A truly brilliant artist and mentor has passed today far far too soon. His work was hugely influential and… https://t.co/9zW1UUuVC9
— heather hart (@heat_her_hart) February 9, 2014
In fall 2011, Bomb magazine published a fascinating conversation between Adkins and Sanford Biggers, who also considered the late artist a mentor and followed a similar path—HBCU undergraduate study, residency at the Studio Museum in Harlem and PS1, and teaching at an Ivy League University. Adkins views were embedded in many of the questions he posed to Biggers. Among them:
As black artists we have always been relegated to the notion of race, identity, and image, which in a certain sense perpetuates conservative notions of ’30s social realism, no matter how you clothe it with the contemporary. Black artists who don’t care to deal with the subject matter that is posited in image and arrested at the surface of race are usually rendered more invisible. — Terry Adkins, Bomb Magazine
A recent Culture Talk with Lorna Simpson explored the concept for “Cloudscape” her 2004 video installation featuring Adkins.

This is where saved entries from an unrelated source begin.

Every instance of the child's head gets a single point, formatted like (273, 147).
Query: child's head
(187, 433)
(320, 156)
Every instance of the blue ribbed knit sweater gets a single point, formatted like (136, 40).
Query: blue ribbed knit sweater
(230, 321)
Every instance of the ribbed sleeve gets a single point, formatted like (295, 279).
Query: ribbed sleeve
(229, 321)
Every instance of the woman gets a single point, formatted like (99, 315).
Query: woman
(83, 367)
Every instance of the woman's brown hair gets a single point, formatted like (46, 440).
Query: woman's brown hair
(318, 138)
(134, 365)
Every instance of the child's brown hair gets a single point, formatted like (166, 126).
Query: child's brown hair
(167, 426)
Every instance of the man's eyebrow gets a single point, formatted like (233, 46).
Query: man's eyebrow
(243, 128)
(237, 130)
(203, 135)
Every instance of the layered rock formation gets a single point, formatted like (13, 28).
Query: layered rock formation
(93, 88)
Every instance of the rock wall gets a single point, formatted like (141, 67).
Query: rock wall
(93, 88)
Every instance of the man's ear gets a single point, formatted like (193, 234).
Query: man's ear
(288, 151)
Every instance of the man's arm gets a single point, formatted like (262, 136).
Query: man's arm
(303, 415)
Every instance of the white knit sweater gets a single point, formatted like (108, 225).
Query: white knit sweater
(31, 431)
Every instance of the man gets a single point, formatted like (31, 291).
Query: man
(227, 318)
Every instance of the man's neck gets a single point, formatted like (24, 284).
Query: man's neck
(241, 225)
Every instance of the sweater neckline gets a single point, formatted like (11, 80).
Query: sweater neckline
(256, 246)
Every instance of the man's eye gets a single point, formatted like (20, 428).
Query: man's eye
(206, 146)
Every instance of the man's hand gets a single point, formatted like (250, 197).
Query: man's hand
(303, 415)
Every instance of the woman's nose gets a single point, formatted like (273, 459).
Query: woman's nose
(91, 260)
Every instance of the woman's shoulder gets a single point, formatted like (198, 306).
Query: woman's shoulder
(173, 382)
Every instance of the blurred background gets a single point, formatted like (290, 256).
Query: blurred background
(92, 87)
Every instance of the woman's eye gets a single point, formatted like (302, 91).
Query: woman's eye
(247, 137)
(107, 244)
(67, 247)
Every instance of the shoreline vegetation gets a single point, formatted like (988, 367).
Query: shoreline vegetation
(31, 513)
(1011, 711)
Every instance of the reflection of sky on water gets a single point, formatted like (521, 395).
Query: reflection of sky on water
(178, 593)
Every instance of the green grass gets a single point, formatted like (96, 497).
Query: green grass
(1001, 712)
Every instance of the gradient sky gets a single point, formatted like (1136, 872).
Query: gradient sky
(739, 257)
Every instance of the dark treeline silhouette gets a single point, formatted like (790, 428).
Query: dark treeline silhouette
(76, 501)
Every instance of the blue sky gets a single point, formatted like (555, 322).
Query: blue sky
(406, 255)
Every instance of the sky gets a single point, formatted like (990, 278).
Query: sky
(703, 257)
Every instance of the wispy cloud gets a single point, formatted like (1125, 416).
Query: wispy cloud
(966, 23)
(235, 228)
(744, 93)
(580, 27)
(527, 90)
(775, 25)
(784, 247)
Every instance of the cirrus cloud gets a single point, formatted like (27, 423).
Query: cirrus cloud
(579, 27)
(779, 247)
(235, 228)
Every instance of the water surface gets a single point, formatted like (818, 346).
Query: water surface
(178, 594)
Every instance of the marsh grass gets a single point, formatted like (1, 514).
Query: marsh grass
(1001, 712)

“Radical Presence: Black Performance in Contemporary Art” by Valerie Cassel Oliver, et al. (Contemporary Arts Museum Houston, 165 pages). | Pages 44-45: Feature images from Adkins’s 1995 work “Last Trumpet,” which he revisited in a 2012 performance at the Contemporary Arts Museum Houston.
In 2007, visitors to Brooklyn’s Rotunda Gallery were greeted by a banner hanging above the entrance that read, “A Man was Lynched Yesterday,” courtesy of Adkins. As the New York Times reported, the sign was inspired by “one that W. E. B. Du Bois placed outside the office of the National Association for the Advancement of Colored People in the 1930s, and it is part of a larger piece by Mr. Adkins that includes copies of government files on Du Bois, who was marked as an agitator.”
Adkins’s profound contributions, cultural insight and radical performances live on. Videos document him discussing childhood influences in music and art, and 2013 performances of Postlude (Corpus Specere) and At Osiris, as a part of “Radical Presence” at the Studio Museum. In November, he was among the artists selected for the 2014 Whitney Biennial which opens in March, and “Terry Adkins: Recital,” a complement to his retrospective exhibition and the first volume to survey his three decades of work, is slated to be published in June 2014 by Prestel CT
(Update 3/21: Publication of “Terry Adkins: Recital” has been delayed to Aug. 25, 2014. Also, the New York Times published an obituary on Feb. 22, two weeks after Adkins’s death.)